DVM:
What factors generally affect the successful outcome of physical rehabilitation in patients?
Millis: Owner compliance is a big part of it. For patients with chronic conditions that we see a few times a week, we expect owners
to do the necessary treatments at home with their dogs. We show exercises to clients to do with their pets. So it's a partnership
between the client and veterinarian.
The cooperation of the pet plays a role, too. A small percentage of dogs are not manageable. If they're stressed and miserable,
the treatment is ineffective and actually may be injurious to the patient.
We find, however, that because we make rehab fun for dogs, most of them actually pull their owners into our clinic. They seem
to like coming here. We treat for pain first because no dog will do rehab exercises properly if it's in pain. We go slowly
and train the dog to do the different exercises. We gain the dog's confidence first.
DVM:
What are some of the rehab techniques you offer at the Small Animal Rehabilitation Clinic?
Millis: We have three underwater treadmills, an exercise area, a pool, a whirlpool, a ground treadmill, wobble boards, balance boards,
therapy boards and more. Modalities we offer include neuromuscular electrical stimulation, therapeutic ultrasonography, cryotherapy,
heat therapy, low-level laser therapy, extracorporeal shock wave therapy, therapeutic exercises and massage therapy. Our assessment
tools include a force plate to measure the amount of weight placed on each limb, motion analysis equipment and a DEXA unit
used to measure body composition and bone density.
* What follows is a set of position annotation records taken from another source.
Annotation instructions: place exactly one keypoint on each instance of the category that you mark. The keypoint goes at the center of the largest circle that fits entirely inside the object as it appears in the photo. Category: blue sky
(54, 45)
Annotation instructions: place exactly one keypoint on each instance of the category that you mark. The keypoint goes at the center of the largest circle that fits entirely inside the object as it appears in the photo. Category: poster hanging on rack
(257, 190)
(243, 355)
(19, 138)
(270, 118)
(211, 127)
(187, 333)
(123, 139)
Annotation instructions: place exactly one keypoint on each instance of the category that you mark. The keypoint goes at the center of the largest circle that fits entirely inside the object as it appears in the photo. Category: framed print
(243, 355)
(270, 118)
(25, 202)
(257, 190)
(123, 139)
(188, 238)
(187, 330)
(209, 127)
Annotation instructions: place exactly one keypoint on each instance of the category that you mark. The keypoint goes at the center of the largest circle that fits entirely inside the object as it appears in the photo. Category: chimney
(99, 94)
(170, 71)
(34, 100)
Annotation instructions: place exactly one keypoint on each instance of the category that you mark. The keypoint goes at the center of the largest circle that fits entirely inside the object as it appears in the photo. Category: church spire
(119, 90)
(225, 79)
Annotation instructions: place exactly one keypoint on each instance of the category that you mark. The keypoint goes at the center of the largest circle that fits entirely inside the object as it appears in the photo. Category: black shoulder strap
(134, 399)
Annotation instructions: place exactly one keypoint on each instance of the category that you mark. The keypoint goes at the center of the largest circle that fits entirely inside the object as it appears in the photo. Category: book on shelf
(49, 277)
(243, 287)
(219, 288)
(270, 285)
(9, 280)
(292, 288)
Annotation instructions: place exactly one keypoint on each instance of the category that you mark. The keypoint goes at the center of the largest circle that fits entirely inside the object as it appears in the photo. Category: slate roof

After an injury or surgery, we control pain with NSAIDs, other analgesics and cryotherapy. Then we do passive range-of-motion
exercises. Then during the next 24 to 48 hours, we progress to some weight-bearing and limb-use activities, for example, slow
leash walking or having the dog touch the injured leg to the ground. We like to see the return of full range of motion within
two weeks after surgery or injury.
The second phase is some proprioceptive work in which we teach the animal joint-position awareness. We try to micromanage
the joint's stability by periarticular muscles. So we put them on wobble boards or therapy boards to fine-tune muscle control.
We might also use aquatic therapy, treadmills or swimming.
And the third phase to get the animal back to normal entails some speed work, say, jogging or chasing a ball. And to help
the animal regain full muscle strength, we have the dog work against a theraband or weights.
DVM:
Can you give examples of when surgical intervention is more appropriate than physical rehabilitation?
Millis: Luxating patellas, cranial cruciate ligament ruptures, fractures, hip dysplasia in very young dogs, total hip replacement
in skeletally mature patients—these, of course, are just some of the cases in which surgery should come first, and then rehab.
DVM:
Would you recommend veterinarians refer patients in need of physical rehabilitation to specialists, or is it better if they
bring this expertise into their practices with training and personnel?
Millis: The answer really depends on the interest of the veterinarian. Some may be intimidated and say they've had no training in
rehab techniques and are uncomfortable doing physical rehabilitation. So they tend to refer patients. I think, though, a lot
of practices can offer some rehab on a limited basis and have some positive results. I always say some rehab is better than
no rehab. So practices can do, for example, cryotherapy after surgery with some simple cold packs, and then do a little slow
leash walking and passive range-of-motion exercises. It's better than doing nothing. They should use what they have at their
disposal. For example, have a dog walk on couch cushions to help improve its joint placement. On the other hand, one might
expect even better results with a fully equipped facility.